We are a week out from the federal, NT, and WA governments each revealing their 2023-24 Budgets and the market signals are coming in thick and fast. As we have been predicting for some months now, Finance Minister Katy Gallagher has confirmed that there will be more money for MyGov, Veterans’ Affairs, and Digital Health. The recently released Migration Review hints that the visa processing system is due for an overhaul. Queensland has finally revealed a new digital strategy, but we suspect it has been sitting in someone’s draw for a long time.
There is a week to go until Treasurer Jim Chalmers delivers his first ‘full’ federal Budget. Readers may have seen media reports that the Budget is back in black, but please don’t believe the hype – we aren’t expecting either a cash splash (or a tax cut!). The March Financial Statement shows that while the (monthly) Underlying Cash Balance was indeed $1.6 billion in the black, we are still running a $34 billion deficit over the Year To Date (YTD).
Finance Minister Katy Gallagher has confirmed the Budget will include additional funding for the Australian Digital Health Agency, MyGov, Veterans Affairs, and the Australian Radioactive Waste Agency.
Emergency Services Minister Murray Watt has revealed the Budget will include $10 million for the Public Safety Mobile Broadband (PSMB) Taskforce to drive the development of a new national emergency warnings and alert system, which will replace the existing use of text messages. The PSMB was recommended in the 2020 Royal Commission into National Natural Disaster Arrangements.

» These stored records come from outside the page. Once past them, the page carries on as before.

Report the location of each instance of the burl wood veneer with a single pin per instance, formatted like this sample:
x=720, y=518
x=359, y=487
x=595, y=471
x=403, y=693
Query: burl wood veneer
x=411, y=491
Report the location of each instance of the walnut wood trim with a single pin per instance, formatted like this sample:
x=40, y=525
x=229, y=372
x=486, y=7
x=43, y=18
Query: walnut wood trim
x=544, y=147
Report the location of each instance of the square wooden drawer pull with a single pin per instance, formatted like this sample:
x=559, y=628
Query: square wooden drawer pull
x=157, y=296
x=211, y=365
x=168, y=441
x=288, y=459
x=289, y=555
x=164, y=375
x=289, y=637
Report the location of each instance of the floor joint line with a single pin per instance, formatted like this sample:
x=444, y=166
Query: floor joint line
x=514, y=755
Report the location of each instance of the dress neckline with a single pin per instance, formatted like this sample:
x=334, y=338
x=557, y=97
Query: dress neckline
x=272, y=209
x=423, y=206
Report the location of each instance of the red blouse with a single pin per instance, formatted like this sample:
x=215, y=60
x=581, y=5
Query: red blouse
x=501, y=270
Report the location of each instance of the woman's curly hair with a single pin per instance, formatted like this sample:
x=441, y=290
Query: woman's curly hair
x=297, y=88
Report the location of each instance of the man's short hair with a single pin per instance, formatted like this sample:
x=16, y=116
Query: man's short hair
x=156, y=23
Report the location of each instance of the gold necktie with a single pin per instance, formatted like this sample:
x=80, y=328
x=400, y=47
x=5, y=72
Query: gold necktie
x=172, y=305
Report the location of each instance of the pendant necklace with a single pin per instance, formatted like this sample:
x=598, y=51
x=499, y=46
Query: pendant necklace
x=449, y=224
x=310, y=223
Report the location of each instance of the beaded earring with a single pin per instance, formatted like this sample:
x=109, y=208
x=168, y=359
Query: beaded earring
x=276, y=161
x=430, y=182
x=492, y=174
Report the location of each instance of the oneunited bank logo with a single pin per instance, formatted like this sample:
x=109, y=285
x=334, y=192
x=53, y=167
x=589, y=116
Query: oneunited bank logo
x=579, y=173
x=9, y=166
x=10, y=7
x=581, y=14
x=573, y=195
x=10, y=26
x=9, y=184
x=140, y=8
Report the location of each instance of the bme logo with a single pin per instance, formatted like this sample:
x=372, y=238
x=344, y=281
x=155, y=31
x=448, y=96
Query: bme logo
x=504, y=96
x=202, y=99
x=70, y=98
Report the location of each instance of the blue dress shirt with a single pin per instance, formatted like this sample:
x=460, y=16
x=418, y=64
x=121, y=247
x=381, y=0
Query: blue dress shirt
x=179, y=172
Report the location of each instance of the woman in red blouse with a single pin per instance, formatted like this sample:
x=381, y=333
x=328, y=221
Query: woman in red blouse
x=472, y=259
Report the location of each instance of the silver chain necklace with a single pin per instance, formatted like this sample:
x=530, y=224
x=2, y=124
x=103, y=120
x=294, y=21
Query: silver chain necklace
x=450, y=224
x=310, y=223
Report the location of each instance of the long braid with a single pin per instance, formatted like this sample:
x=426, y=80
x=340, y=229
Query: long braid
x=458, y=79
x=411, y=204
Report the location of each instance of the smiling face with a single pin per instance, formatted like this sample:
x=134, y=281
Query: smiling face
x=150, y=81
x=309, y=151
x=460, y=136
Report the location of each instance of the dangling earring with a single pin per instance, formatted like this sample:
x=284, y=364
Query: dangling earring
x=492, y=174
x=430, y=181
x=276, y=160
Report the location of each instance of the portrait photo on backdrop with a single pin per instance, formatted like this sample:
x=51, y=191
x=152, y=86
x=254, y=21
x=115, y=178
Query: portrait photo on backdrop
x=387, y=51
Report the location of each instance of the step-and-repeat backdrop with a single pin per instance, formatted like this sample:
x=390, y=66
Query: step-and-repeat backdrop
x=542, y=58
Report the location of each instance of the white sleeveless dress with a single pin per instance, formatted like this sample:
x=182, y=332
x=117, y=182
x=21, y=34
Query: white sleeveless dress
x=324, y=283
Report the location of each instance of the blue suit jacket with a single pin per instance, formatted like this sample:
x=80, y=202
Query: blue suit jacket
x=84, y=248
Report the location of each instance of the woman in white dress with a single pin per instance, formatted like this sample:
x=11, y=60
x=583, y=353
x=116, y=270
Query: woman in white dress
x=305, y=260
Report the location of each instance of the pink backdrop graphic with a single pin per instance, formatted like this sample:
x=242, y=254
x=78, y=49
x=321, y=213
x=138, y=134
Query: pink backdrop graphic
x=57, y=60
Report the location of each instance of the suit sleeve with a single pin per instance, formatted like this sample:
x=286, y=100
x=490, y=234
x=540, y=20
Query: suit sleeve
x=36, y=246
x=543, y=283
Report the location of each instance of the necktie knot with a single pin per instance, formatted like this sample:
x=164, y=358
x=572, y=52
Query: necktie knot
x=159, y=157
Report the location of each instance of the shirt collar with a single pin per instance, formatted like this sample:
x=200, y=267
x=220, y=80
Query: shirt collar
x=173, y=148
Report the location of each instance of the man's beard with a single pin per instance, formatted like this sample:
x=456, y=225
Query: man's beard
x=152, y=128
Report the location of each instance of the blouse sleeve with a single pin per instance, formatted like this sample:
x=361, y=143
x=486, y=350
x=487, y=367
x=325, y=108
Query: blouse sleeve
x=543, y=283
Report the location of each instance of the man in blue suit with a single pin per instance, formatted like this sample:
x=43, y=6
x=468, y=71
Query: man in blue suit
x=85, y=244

The largely unused Consumer Data Right (CDR) regime is undergoing a shakeup. Paul Franklin has resigned after almost three-and-a-half years as executive general manager. Kathie Standen from the Australian Energy Regulator will take over.
STATE BY STATE
A bit of news out of NSW this week.
Premier Chris Minns has announced his parliamentary secretaries (the modern name for an assistant minister), with former staffer and unionist Anthony D’Adam MLC assigned to help minister Jihad Dib in the Customer Service and Digital Government portfolio. We suspect he edits his own Wikipedia entry.
The new members of the NSW Legislative Assembly (lower house) are attending procedure ‘school’ this week in preparation for the parliament to resume next Tuesday.

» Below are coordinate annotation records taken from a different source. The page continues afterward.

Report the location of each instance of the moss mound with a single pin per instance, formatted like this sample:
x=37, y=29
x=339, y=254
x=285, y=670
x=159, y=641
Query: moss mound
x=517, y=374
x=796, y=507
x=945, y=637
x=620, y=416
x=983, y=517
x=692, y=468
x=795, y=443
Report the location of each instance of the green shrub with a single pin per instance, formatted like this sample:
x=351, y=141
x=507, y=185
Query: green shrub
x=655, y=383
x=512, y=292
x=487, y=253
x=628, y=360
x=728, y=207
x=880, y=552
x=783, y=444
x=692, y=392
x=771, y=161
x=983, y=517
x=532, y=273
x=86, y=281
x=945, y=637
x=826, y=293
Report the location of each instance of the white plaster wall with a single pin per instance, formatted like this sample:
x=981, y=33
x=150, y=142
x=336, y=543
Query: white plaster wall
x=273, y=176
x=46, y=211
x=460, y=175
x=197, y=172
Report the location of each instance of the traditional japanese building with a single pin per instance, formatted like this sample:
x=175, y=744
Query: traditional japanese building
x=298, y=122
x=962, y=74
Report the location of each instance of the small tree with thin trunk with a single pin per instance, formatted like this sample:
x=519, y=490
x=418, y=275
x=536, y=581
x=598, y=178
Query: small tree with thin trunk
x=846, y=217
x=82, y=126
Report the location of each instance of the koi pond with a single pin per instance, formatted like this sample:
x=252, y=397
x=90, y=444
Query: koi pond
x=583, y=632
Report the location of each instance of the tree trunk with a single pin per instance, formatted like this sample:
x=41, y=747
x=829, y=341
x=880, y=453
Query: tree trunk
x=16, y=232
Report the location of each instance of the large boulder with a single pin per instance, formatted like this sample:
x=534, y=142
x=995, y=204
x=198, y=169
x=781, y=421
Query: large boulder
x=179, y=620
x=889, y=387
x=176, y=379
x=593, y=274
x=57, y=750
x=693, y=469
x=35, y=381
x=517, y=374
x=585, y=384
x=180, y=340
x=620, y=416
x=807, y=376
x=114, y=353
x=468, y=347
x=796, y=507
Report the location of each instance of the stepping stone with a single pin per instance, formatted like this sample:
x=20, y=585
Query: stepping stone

NSW police is recruiting for a chief information security officer (CISO) Michael Marsden is leaving the role after more than four-and-a-half years. NSW Police lost its last CIO Gordon Dunsford, to the Australian Energy Market Operator (AEMO) in December 2021, and the Deputy Commissioner for Corporate Services has been filled by CFO Kenna Ackley in an acting capacity since December 2022. Last month we observed that the nation’s largest police force is finally moving forward with replacement of their 28-year-old mainframe-based Computerised Operational Policing System (COPS), after a tumultuous decade featuring multiple ministers, Commissioners, and suppliers.
NSW’s former minister Victor Dominello has confirmed he will be spending one day per week leading the Trustworthy Digital Society Hub, a collaboration between UNSW and UTS to provide research and insights digital platforms.

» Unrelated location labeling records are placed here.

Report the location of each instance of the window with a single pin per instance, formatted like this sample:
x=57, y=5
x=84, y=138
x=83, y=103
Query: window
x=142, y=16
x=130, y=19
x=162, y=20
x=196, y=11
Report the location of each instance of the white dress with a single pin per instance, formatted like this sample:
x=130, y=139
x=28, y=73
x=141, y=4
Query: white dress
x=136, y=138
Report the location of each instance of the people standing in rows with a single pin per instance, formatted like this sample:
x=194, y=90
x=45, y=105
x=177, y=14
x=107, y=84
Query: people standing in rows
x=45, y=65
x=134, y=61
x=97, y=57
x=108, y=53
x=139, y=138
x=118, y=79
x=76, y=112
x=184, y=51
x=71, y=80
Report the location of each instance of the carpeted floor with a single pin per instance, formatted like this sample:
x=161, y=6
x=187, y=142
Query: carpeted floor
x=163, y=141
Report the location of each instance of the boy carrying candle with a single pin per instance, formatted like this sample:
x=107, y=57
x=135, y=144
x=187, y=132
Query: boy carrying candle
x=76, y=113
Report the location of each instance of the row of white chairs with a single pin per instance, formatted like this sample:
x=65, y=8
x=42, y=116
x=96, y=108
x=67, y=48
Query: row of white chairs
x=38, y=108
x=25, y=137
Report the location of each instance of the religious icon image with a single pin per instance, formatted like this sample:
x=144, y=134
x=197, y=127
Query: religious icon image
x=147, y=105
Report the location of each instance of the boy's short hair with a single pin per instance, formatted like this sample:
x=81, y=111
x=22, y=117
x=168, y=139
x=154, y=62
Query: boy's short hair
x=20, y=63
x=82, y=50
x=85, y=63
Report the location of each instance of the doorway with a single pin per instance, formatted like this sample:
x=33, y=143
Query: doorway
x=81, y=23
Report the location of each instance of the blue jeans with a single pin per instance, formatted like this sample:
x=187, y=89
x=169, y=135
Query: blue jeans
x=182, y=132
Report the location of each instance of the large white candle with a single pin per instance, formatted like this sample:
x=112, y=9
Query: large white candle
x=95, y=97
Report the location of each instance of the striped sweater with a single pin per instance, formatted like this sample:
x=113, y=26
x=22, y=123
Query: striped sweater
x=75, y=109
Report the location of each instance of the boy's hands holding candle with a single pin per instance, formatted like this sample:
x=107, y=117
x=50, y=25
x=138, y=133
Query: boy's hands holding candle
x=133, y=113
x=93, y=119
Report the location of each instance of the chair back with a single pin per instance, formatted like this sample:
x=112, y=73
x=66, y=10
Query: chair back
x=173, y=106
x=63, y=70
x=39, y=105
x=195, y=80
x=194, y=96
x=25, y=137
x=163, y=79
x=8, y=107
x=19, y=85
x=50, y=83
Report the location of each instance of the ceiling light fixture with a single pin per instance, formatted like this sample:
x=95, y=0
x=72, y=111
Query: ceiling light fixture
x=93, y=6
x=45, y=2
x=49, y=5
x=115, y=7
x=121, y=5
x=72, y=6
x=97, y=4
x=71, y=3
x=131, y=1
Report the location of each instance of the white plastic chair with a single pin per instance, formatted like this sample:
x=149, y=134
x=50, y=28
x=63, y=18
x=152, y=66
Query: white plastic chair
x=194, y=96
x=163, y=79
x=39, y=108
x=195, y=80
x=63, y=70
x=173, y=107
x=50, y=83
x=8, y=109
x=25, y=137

The Quad Leaders’ Summit in Sydney has been confirmed for 24 May. The agenda will include critical and emerging technologies, enhancing clean energy innovation and boosting supply chain resilience.
The UK Geospatial Commission is partnering with Airbus to pilot trials to make better public use of satellite Earth Observation (EO) data. The initiative will involve up to 35 agencies and run until the end of March 2024.
The White House Office of Science and Technology Policy (OSTP) has launched a national inquiry into the use of automated tools by employers to surveil, monitor, evaluate, and manage staff. The announcement was made to coincide with 1 May, International Workers’ Day, and cites examples including:
- Nurses wearing RFID badges to track their location and proximity to other hospital workers or patients;
- Rideshare and delivery drivers having their speed, location, and acceleration monitored;
- Office workers having software on their computers that records their mouse and keyboard activity;
- Call center workers are intensively tracked by electronic monitoring; and
- Warehouse packers and stockers use scanners that also track their pace of work.